The professional role of school nurses includes preserving and promoting health equality [9, 11]. This might have been reflected in the finding that the majority agreed that boys should also be vaccinated. Other childhood vaccinations are offered to both boys and girls, so the exclusion of boys may be viewed as an ethical dilemma, which was also noted by Malmqvist et al. [22, 23]. Another consideration was the attitude to the age of girls when they received the vaccination, where one-third of nurses believed that girls should be slightly older because it would have been easier to provide them with appropriate information about HPV. A majority of the school nurses also believed that parents who did not consent should be offered the option of having their daughter vaccinated at a later time. This was consistent with our previous findings about parents not consenting to vaccination [17]. Nevertheless, there is an ethical dilemma of the public health benefit of mass immunisation versus individual autonomy [24]. Even if it would be beneficial for an individual family to be offered vaccination at a later time, this could affect the vaccination programme and eventually lead to lower vaccination coverage. In addition, a delay in vaccination might lead to a decreased health benefit for the individual. Therefore, it must be emphasised to school nurses that the reason for vaccinating at such a young age is to give the best possible protection against HPV. One way to overcome this is by handling HPV vaccinations like all other childhood vaccinations, such as measles-mumps-rubella (MMR) vaccination. Parents who decline the MMR vaccine are contacted by the school nurse, and are offered a second chance to vaccinate. This contact with the school nurse could also be an opportunity for parents to ask additional questions about HPV and the HPV vaccine. However, it is important to emphasise that the vaccine is prophylactic, and parents should be informed that it needs to be received before possible exposure to HPV, i.e., before sexual activity commences.

Strengths and limitations

A major advantage of this study was the high response rate. School nurses from all 20 counties in Sweden participated, and also from both private and public schools, so the results may be generalised to the whole population of school nurses involved in the HPV vaccination programme in Sweden. One caveat is that we could not be sure that school nurses from all of the 290 municipalities in Sweden participated in the survey. The use of a web-based survey allowed many nurses to participate and to respond within a short period. A possible limitation is that we could not prove that only school nurses answered the questionnaires. The national official web page was directed exclusively to school nurses, but personal identification was not required before completing the questionnaire. To overcome this limitation, we checked all the demographic data to ensure that no school nurses had responded more than once. Another possible limitation is the lack of information about non-responders.

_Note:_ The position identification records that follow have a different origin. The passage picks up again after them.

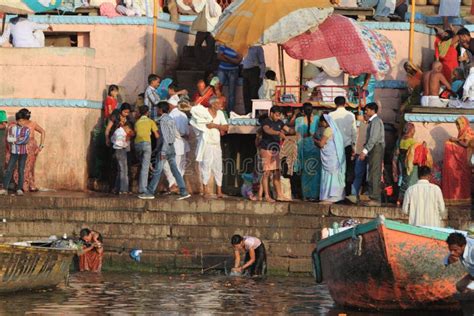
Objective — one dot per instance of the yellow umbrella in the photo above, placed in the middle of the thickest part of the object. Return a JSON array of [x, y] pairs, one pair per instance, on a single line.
[[258, 22]]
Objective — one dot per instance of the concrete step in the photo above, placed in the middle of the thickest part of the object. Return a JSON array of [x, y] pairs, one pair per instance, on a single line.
[[168, 218], [432, 10], [27, 229]]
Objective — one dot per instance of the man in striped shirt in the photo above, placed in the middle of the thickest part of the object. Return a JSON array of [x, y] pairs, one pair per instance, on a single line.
[[228, 72], [167, 153], [18, 136]]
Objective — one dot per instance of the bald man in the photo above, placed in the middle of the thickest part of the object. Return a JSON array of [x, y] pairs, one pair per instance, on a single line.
[[433, 80]]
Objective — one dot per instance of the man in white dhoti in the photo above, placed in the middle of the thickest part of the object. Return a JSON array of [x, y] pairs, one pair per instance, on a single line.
[[424, 201], [210, 123], [181, 144], [25, 33]]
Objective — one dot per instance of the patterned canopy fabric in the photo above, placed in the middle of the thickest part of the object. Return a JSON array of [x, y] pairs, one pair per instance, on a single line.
[[357, 49], [42, 5], [14, 7], [257, 22]]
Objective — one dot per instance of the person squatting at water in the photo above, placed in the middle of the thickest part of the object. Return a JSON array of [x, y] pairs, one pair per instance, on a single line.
[[92, 251], [255, 261], [461, 249]]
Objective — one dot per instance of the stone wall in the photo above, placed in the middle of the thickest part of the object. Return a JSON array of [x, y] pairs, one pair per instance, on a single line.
[[186, 235], [182, 235]]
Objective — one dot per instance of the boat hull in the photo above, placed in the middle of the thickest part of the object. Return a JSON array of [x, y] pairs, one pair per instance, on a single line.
[[389, 269], [31, 268]]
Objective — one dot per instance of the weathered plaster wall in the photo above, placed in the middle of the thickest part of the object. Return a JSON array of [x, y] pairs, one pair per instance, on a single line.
[[63, 163]]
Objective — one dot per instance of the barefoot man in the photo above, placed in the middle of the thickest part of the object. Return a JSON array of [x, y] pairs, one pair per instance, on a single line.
[[432, 82]]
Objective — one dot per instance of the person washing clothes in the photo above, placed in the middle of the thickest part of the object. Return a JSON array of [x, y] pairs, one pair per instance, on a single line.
[[268, 87], [255, 261]]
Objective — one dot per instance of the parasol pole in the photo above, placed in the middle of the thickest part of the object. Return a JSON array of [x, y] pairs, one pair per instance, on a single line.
[[3, 23], [412, 31], [281, 64], [155, 25]]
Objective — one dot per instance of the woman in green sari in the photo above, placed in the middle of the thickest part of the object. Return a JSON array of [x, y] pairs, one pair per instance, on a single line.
[[309, 156]]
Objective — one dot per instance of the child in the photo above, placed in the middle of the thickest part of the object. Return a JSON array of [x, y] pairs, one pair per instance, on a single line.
[[458, 83], [3, 119], [111, 101], [255, 261], [268, 87], [144, 127], [121, 144], [250, 186], [18, 136]]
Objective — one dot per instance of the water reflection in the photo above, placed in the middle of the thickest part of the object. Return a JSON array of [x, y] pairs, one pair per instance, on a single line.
[[120, 293]]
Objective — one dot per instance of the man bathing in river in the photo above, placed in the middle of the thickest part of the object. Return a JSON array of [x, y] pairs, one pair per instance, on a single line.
[[462, 249], [432, 82], [255, 261]]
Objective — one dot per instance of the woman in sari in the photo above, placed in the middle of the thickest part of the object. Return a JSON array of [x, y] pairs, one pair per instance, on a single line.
[[408, 157], [446, 52], [309, 157], [456, 173], [33, 149], [91, 256], [400, 159], [333, 161]]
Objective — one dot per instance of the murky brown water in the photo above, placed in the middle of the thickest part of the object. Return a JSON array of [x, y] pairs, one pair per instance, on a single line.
[[139, 293]]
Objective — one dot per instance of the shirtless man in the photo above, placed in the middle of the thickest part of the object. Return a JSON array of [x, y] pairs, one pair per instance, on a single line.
[[432, 82]]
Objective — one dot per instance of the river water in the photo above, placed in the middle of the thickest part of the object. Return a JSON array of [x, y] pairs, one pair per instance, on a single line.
[[115, 293]]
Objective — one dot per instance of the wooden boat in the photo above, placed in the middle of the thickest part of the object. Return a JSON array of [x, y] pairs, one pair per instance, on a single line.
[[387, 265], [25, 266]]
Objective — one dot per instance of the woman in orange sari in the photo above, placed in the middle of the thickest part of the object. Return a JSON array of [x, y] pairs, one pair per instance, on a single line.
[[456, 174], [92, 251]]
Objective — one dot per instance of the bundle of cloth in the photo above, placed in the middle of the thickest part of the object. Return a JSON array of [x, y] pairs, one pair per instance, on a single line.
[[467, 102], [200, 117]]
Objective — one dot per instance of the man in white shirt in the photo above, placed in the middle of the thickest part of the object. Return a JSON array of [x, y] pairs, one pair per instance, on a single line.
[[424, 201], [25, 33], [374, 148], [346, 123], [209, 151], [181, 144], [208, 13], [461, 249]]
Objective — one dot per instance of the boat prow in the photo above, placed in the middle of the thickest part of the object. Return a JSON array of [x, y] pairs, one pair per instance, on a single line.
[[26, 266], [387, 265]]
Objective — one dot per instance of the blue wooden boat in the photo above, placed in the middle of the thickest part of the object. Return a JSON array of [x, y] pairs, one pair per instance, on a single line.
[[25, 266], [387, 265]]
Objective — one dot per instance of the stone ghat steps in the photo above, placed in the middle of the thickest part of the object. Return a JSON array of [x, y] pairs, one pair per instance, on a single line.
[[185, 262], [168, 218], [196, 204], [193, 247], [191, 234]]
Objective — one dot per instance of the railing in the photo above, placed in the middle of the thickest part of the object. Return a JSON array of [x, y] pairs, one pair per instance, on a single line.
[[319, 96]]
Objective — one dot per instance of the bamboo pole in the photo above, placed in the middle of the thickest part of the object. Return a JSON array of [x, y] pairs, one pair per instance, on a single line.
[[412, 31], [155, 26]]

It would have been interesting to investigate whether the attitudes of the school nurses correlated with the coverage rate, but this was not feasible as the data were not available at the time of preparation of the manuscript. Since January 2013, it has been mandatory to report vaccinations within the national childhood vaccination programme to the National Vaccination Registry in Sweden.

Conclusions

The majority of the school nurses were in favour of the school-based HPV vaccination programme, despite the increased workload that it incurred. There were an association between received education and perceived knowledge about HPV and a positive attitude to the vaccination programme. School nurses need adequate resources so that they can provide information to parents and answer their questions and concerns. HPV vaccination is a complex and time-consuming task, which demands knowledge, skills, time and, ultimately, financial support.